During the debate, some initiatives that both the Health Department, included in the Salut/AI Program, and hospitals have, were presented. Serra, for example, explained that one of the projects underway is scheduling by reasons, a system that, depending on the reason for the consultation, directs the citizen to the type of professional who has to serve them and establishes how long it will take. has to receive. At the Clínic, we work, among other projects, on dermatology with 360-degree photos of the body to detect all pigmentations and, with the help of an algorithm, evaluate future risk.
Anna Benavent presented two initiatives from Parc Taulí. An advanced resolution unit in emergencies in which, after screening and for certain pathologies, the nurse, who is an advanced nurse, has an AI algorithm as a support tool that makes proposals for treatment, tests and diagnostic guidance.
“We do it within a clinical trial, so the patient is asked if they want to enter and signs an informed consent,” he added. The second is an AI algorithm that helps in the detection of stroke, a disease in which every second gained counts. Pérez and Benavent also highlighted the medical image repository managed by CatSalut through the IDI (Institut de Diagnòstic de la Imatge) and the Parc Tauli in the CPD (Data Processing Center) of the Generalitat and that, with its three petabytes , is one of the largest in Europe.

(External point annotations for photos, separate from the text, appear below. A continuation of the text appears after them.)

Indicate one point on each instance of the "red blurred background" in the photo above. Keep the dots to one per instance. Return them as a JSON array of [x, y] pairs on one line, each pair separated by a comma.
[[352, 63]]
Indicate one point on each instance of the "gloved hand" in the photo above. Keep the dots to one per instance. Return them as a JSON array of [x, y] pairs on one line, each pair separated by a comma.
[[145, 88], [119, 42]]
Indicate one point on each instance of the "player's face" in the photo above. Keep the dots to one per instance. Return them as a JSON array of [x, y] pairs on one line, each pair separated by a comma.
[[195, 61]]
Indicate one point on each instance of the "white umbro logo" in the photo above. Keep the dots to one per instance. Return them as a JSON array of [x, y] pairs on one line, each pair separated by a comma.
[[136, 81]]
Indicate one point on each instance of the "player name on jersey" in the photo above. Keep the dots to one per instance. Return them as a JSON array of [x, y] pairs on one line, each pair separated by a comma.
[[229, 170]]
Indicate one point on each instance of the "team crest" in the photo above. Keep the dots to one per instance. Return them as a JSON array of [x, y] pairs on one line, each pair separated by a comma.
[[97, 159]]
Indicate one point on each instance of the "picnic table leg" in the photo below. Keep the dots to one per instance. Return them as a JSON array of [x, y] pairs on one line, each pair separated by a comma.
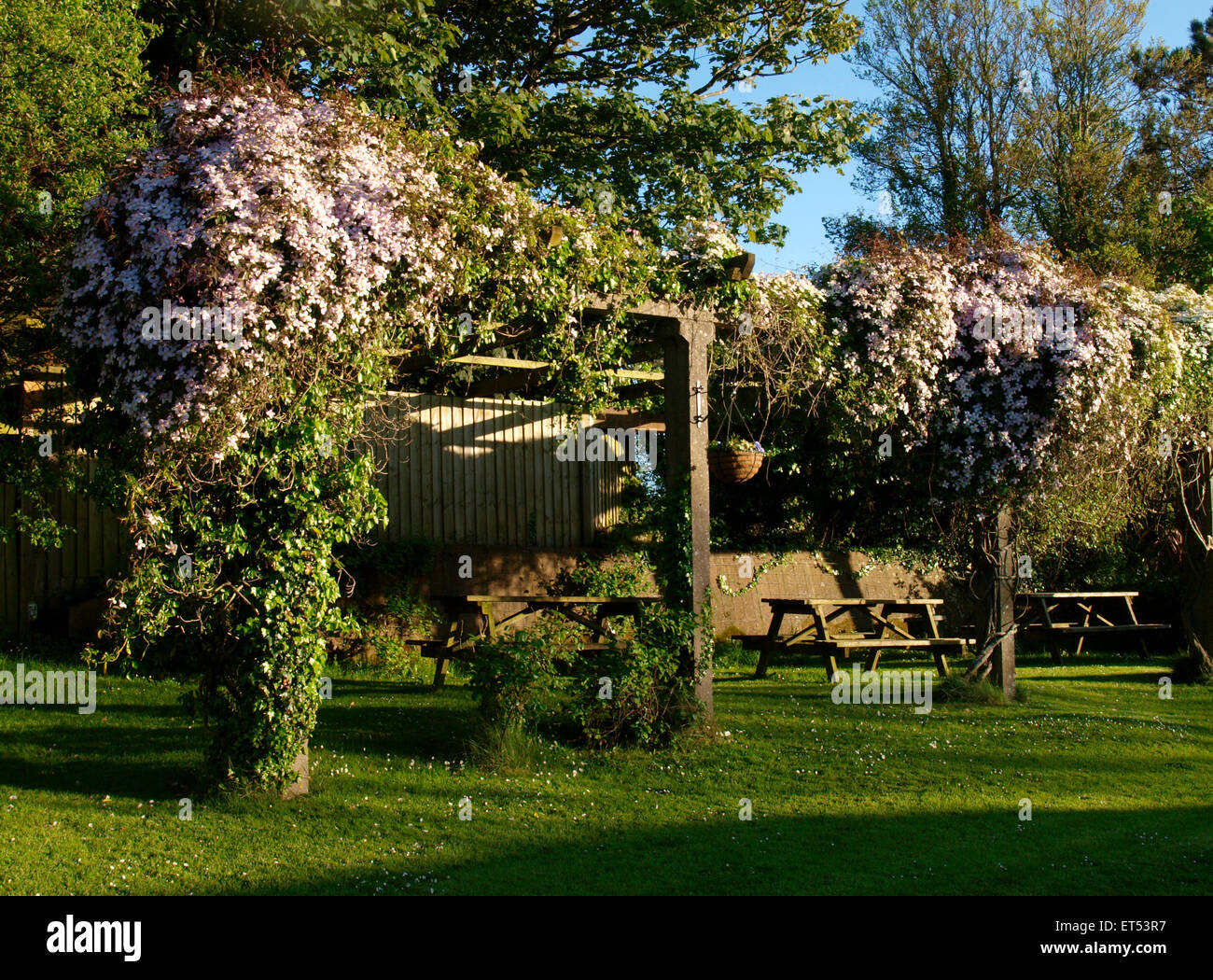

The project, called SIMDCAT, “is an asset of Catalonia,” they stressed. The deployment of AI also requires a lot of investment.
The speakers highlighted the contribution of the European Next Generation funds, although Pérez stressed that these aid do not allow the recurrence that is needed and, in addition, generate an inflationary effect. The director of Information Systems at CatSalut advocated substantially increasing the ICT allocation. “In Spain we are between 0.8 and 1%, while in Europe the average is 5%,” he stated. Pablo Garzón, for his part, assured that there is a strong trend towards a change in the data use model by organizations, “with a high investment in data governance initiatives by the ministries, while hospitals and research centers invest in use cases.”
Legislation is another challenge for the extension of AI in health. The new European Health Data Space, Garzón argued, will allow citizens to be in control of their data and also for it to be shared securely for research and altruistic purposes. On AI, the EU will regulate all work with one law, the world’s first comprehensive AI standard. EU states must select a national supervisory authority for the application of this regulation in their territory. Spain leads this European initiative with the creation of the Spanish Agency for the Supervision of Artificial Intelligence.
Regarding data confidentiality, technology is generally ahead of regulations, Benavent said. “And that is why we always find this gap. That does not mean that, with good habits and procedures, even if you go to the limit, the confidentiality of the data cannot be guaranteed,” he added. In this sense, he recalled that “zero vulnerability does not exist.” Since, as he said, “AI, especially generative, has democratized technology,” citizens also have to take responsibility. “It is not just the task of experts or technologists, it is everyone’s job,” he concluded.